Each week congregations are full of people who don’t sing.
There are any number of reasons. Perhaps they don’t know the song. Maybe they don’t think they can, or have been told they can’t, sing well enough. It could be they don’t have a relationship with Jesus Christ yet and are observing. Or maybe they are crabby about what’s happening.
Or perhaps they just don’t understand the role of singing in worship. Maybe they haven’t been taught or been mentored about the importance and role of this aspect of the Christian life.
I have come to believe that worship and discipleship go hand in hand. One cannot happen apart from the other. The person who is growing as a disciple will be a worshiper. The continued engagement with God and His Word will be shaping them and drawing responses of thanksgiving, gratitude, and adoration for who God is and what He has done out of them.
Singing has been a part of people’s response to God since the days of the Old Testament (along with offerings, service, how they live, obedience, etc).
Consider these examples:
- Moses and Miriam sang in response to God’s deliverance of the Israelites.
- David regularly sang of God’s faithfulness, greatness, and glory. There’s a biblical book full of songs David wrote. Plus from the stories of his life.

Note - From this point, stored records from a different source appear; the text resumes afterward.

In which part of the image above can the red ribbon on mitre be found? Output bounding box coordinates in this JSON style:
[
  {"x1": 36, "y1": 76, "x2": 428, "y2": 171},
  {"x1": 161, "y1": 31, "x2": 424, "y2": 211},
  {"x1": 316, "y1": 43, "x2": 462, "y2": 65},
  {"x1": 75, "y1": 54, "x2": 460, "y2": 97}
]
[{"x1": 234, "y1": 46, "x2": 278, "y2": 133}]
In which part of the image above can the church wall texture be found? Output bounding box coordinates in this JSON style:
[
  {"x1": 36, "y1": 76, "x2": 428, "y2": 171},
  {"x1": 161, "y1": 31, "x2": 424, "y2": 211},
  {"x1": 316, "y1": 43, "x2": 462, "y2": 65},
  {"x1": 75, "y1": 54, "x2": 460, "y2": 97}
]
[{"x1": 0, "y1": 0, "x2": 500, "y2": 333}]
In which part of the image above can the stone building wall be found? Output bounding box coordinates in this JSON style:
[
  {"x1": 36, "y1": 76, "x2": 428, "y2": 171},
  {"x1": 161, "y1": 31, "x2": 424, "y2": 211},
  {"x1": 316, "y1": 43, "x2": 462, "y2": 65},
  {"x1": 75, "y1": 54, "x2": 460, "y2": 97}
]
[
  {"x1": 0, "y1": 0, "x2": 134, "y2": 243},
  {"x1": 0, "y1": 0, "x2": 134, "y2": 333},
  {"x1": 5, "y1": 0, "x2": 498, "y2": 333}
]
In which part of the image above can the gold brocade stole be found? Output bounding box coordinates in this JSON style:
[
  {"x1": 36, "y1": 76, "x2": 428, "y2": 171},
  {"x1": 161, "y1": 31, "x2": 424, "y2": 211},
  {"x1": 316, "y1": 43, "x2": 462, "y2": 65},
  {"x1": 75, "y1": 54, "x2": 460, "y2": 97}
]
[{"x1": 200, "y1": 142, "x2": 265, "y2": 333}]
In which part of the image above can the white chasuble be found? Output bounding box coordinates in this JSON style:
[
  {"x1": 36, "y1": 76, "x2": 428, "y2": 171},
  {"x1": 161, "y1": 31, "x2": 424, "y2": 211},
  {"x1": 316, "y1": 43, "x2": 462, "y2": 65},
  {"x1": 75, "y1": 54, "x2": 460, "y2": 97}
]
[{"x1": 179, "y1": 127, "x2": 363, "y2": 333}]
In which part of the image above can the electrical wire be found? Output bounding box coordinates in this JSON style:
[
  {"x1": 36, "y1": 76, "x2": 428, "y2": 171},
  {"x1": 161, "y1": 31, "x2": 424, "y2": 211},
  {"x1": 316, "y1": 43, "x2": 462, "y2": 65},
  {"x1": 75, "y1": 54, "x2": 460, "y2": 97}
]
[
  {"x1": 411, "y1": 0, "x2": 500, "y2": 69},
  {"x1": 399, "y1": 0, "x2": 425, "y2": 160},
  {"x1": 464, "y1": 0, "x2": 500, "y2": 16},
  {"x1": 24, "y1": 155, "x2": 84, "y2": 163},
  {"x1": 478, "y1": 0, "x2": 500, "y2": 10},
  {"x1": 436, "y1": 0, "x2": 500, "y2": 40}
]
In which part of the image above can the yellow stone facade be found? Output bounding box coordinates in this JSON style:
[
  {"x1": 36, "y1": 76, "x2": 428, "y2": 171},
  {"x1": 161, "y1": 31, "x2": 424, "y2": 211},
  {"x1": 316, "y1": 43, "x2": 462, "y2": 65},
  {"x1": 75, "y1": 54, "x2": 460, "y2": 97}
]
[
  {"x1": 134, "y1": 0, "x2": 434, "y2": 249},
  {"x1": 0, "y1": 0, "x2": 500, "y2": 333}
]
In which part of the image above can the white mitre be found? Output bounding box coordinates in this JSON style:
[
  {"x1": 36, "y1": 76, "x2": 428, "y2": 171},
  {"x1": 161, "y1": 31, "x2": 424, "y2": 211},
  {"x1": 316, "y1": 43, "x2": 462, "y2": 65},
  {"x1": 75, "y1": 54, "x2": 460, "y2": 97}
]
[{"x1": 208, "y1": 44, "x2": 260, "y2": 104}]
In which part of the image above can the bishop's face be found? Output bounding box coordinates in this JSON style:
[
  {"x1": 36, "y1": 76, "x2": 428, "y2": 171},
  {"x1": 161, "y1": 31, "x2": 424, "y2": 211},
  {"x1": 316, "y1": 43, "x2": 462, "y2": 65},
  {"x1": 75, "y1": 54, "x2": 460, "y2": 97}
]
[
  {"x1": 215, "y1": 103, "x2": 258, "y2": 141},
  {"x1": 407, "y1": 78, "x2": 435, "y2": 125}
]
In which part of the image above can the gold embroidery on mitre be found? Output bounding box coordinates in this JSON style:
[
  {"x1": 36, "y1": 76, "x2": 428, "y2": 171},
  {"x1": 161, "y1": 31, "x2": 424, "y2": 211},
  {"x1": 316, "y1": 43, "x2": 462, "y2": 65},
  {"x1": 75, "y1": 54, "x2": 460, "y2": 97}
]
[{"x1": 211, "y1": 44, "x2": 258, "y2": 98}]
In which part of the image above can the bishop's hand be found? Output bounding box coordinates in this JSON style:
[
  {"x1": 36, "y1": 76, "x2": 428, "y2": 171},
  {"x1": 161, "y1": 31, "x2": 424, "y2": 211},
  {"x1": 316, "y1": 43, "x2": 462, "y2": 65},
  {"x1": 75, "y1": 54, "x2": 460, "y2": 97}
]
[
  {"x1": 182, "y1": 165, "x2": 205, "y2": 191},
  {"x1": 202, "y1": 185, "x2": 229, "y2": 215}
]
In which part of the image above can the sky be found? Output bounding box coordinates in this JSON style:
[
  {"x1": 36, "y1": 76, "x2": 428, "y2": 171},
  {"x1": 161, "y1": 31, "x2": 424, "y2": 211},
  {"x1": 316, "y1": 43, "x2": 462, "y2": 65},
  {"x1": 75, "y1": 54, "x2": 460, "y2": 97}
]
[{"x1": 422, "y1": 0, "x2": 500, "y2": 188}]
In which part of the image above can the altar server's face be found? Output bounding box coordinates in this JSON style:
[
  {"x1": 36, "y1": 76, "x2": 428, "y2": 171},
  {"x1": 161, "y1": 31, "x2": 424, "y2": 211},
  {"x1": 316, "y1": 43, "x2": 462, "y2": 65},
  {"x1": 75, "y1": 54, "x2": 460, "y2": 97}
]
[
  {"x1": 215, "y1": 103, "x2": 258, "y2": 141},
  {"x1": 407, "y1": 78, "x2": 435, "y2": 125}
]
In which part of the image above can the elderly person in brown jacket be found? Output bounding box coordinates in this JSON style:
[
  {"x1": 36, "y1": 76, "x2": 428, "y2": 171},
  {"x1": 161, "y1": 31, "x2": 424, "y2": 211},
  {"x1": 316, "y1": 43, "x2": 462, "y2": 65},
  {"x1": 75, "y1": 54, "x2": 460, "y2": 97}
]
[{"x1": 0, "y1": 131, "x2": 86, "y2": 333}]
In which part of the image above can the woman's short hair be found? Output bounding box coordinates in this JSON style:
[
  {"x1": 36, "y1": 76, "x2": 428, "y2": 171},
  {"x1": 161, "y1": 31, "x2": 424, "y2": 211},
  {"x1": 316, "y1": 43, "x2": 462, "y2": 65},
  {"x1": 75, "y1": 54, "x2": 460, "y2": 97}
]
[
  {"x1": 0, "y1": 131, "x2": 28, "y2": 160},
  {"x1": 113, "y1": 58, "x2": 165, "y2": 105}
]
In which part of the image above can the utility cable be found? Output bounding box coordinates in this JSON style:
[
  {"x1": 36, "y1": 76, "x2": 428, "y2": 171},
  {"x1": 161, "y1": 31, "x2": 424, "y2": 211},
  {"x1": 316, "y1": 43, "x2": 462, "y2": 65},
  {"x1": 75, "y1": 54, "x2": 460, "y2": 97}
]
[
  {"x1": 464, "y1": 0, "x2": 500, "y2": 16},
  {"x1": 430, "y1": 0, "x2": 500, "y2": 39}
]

- Jesus and his disciples sang. We know this specifically because they sang at the Last Supper as part of the meal.
- Based on the writings of the Apsotle Paul, extra-biblical writings, and the discovery of song collections like the Odes of Solomon, we know the early church sang.
Singing is not a part of worship services just to give someone a job or an opportunity for people with musical skills to play their instrument. It’s not about allowing enough time for late comers to arrive in time for the message. It’s not done simply because some people “like” music.
So, why do we?
Here are four reasons why we sing:
1) We are commanded to sing. The Bible clearly gives singing as an appropriate response to God and expression of worship. Not the only one, but one nonetheless. And in both the Old Testament (Psalm 33:1, Psalm 96:2) and the New Testament (Eph. 5:18b-20).
2) Singing impacts our understanding of God. The songs we sing help to inform, shape, and reinforce our understanding of who God is and what He has done. I once heard our “song books” referred to as the theology book for average church member. The reality is that people in congregations remember the songs and their words more than the points of a sermon. That is why it is so important that the songs we lead people in are true, right, and formative. They can also be expression and responsive, but they can’t be untrue. The words matter (Col. 3:16).
3) We can do it together. As much as we have an individual relationship with God through Christ, we have a communal identity as the Bride of Christ. As much as we engage in individual activities to foster and develop our relationship with God, we should also be engaged in communal activities. Singing is one of the ways we can express worship to God together. Scriptures such as Psalm 95:1 and Psalm 149:1 call us together (not me individually) to sing to the Lord.
4) Music helps us express the deep things. As vast and complex as our language system is, there are some things that just can’t be expressed fully with plain words. Both the pains and the joys, the failures and the successes, the losses and the gains. Sometimes music (and singing) can help us to express the deep things in our hearts to God in ways that simple talking can’t. Sometimes in singing we are able to give voice to what’s going on inside. It provides opportunities to express a response to God that, honestly, sometimes we don’t even know we may need to provide (at least it does for me, anyway).
That’s why we sing. Or at least why we should be singing.
I realize that there are two types of people that read this blog. One group is those that have responsibility for leading a congregation in worship. The other group is those that participate in worship. Both groups can approach singing as something we just do together because that’s what we do. And both can benefit from a greater understanding of why we sing.
My intent in providing these thoughts isn’t so we can “beat up” or “guilt” those who aren’t singing yet. Remember, worship and singing are part of the discipleship journey. And by understanding these things we can help others to grow as well.
Why do you sing?
What other reasons do we have to sing together?